And even if BellSouth did have competitors, it is likely that they would
both know and use the E911 information, since the specifications of this
particular phone service are standardized among the regional Bells.
     Moreover, as became clear in the course of the Neidorf trial, the
information contained in the E911 document was available to the general
public as well, for a nominal fee. (One of the dramatic developments at
trial occurred during the cross-examination of a BellSouth witness who had
testified that the E911 document was worth nearly $80,000.  Neidorf's
counsel showed her a publication containing substantially the same
information that was available from a regional Bell or from Bellcore, the
Bells' research arm, for $13 to any member of the public that ordered it
over an 800 number.) Under the circumstances, if the Bells wanted to
maintain the E911 information as a trade secret, they hadn't taken the
kind of steps one might normally think a keeper of a secret would take.
     BellSouth had, however, taken the step of labelling the E911 document
this kind of labelling that Neidorf attempted to remove as he edited the
document for publication in Phrack).  This fact may have been responsible
for the federal prosecutors' oversight in not determining prior to trial
whethe E911 document met the tests of trade-secret law.  It is possible
that prosecutors, unfamiliar with the nuances of trade-secret law, read
the "proprietary" warnings and, reasonining backwards, concluded that the
information thus labelled must be trade-secret information.  If so, this
was a fatal error on the government's part.  In the face of strong
evidence that the E911 document was neither secret nor competitively or
financially very valuable, any hope the government had of proving the
document to be a trade secret evaporated. (Alternatively, the government
may have reasoned that the E911 information could be used by malicious
hackers to damage the telephone system in some way.
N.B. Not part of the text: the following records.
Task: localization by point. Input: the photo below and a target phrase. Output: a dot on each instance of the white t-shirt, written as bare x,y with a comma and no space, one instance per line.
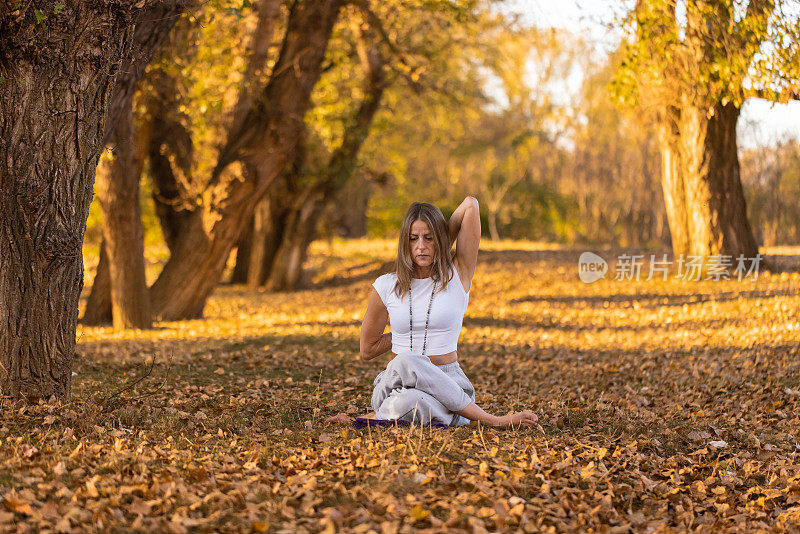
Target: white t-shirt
447,313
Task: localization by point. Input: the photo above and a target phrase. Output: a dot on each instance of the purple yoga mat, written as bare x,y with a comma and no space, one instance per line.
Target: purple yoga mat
362,422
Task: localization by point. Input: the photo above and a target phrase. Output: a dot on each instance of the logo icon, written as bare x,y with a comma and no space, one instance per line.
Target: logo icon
591,267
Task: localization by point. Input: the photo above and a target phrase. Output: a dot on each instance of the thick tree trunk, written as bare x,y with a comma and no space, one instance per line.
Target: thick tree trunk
287,267
123,233
352,222
152,28
153,25
269,230
264,142
98,306
243,246
53,105
170,152
702,185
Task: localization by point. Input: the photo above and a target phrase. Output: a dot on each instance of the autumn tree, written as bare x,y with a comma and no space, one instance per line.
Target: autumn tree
692,71
60,64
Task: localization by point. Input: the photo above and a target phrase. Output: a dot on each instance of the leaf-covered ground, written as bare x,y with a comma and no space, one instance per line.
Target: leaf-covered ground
663,406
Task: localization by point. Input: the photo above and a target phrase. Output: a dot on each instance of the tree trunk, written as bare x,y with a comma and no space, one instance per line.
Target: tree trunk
152,28
264,144
287,268
98,306
702,186
53,103
243,246
269,229
153,25
170,152
123,233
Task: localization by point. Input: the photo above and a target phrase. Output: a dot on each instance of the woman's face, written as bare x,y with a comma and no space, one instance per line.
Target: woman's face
421,244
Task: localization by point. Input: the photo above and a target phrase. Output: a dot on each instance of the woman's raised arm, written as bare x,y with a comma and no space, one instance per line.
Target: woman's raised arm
464,228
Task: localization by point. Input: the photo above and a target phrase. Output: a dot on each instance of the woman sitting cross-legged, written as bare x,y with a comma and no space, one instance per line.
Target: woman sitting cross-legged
424,301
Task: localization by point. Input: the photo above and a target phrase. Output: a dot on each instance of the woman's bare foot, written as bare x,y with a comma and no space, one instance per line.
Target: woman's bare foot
344,418
340,418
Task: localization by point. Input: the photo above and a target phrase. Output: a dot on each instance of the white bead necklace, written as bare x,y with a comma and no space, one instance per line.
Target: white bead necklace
411,323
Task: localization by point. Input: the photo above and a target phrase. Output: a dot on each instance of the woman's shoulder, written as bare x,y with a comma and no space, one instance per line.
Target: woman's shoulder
386,277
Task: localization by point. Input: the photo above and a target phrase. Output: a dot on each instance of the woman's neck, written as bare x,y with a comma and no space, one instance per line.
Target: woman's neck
421,273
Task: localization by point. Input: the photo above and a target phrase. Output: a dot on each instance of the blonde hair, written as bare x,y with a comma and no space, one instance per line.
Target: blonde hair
443,266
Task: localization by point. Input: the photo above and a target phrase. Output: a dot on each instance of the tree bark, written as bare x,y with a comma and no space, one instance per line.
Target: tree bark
98,306
702,184
264,144
53,105
153,24
269,229
170,151
123,233
243,246
308,206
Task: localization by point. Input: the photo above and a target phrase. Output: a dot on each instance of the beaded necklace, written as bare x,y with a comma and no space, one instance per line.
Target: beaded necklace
411,323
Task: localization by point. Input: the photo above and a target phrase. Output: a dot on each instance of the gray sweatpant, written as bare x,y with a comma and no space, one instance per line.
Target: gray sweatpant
414,389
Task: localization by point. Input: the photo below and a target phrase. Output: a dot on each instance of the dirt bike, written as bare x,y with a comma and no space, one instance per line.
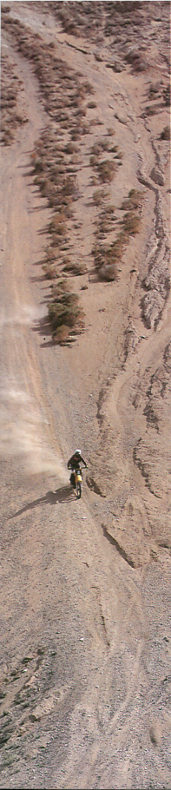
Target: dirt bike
76,480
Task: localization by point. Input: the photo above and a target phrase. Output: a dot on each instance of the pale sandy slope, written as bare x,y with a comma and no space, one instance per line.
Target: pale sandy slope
91,706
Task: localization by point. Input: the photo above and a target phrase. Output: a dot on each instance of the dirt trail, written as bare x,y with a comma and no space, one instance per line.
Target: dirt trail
84,585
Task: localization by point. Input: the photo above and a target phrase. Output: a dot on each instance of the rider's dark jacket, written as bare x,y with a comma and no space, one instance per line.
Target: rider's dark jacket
75,461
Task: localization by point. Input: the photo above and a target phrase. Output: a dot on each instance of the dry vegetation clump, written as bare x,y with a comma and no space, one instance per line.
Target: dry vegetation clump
64,313
132,218
77,269
98,197
165,134
108,257
11,116
105,169
64,92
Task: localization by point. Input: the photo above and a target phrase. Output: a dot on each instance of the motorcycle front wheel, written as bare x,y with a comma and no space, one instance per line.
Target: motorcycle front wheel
78,490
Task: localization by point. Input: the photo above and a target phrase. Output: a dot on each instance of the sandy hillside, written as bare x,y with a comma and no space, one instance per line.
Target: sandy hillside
85,361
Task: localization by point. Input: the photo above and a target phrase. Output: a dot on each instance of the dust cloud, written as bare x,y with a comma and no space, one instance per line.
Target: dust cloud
25,433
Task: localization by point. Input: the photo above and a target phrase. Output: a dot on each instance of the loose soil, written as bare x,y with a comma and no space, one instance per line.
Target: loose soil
85,585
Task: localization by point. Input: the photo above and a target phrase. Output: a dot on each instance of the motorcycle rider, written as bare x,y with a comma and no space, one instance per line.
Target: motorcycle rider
74,464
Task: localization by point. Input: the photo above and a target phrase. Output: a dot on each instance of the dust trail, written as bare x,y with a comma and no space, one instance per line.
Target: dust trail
25,315
24,432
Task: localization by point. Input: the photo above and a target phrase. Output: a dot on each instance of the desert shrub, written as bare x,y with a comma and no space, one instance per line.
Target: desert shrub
98,196
75,268
134,200
91,105
108,272
62,334
165,134
50,271
65,310
166,94
106,170
71,148
131,223
57,226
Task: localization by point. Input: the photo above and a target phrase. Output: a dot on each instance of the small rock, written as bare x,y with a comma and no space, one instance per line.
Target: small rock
157,177
155,734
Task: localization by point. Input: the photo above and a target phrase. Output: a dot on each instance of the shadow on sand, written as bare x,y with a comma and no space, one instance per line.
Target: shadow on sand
63,494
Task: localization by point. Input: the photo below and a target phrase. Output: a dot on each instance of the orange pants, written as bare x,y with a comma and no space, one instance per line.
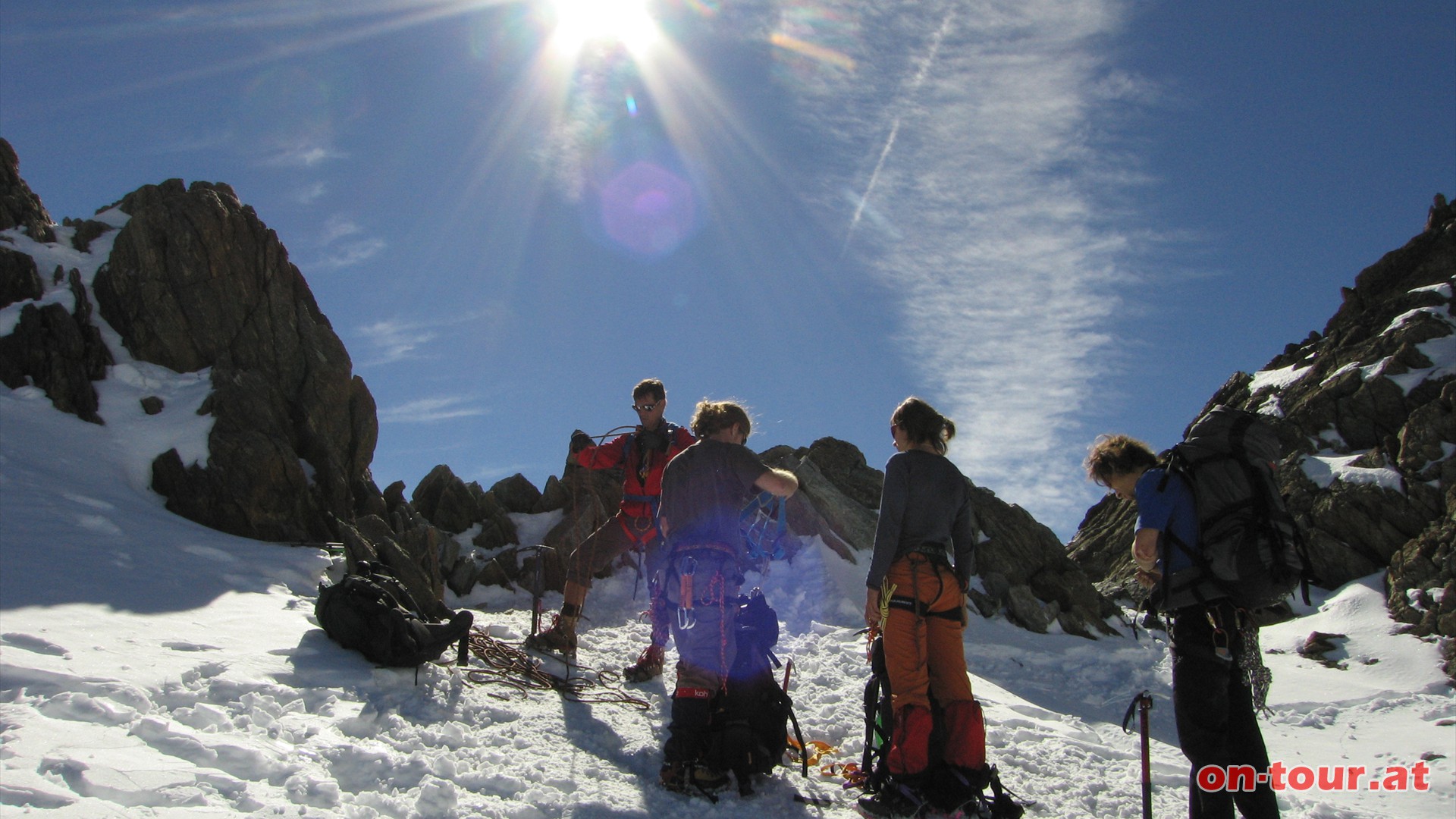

The trial transcript
shows instances in which the government attempted to elicit information of
this sort. It should be noted, however, that even if the information did
lend itself to abuse and vandalism, this fact alone does not bring it
within the scope of trade-secret law.) 
     Nor did the facts lend themselves to a Carpenter-like theory based on
breach of confidence; Neidorf had no duties to BellSouth not to disclose
its information.  Neither did Riggs, from whom Neidorf acquired a copy of
the document.  The Riggs case lacks the linchpin necessary for a
conviction based on Carpenter--in order for nonfiduciaries to be convicted,
there must be a breaching fiduciary involved in the scheme in some way.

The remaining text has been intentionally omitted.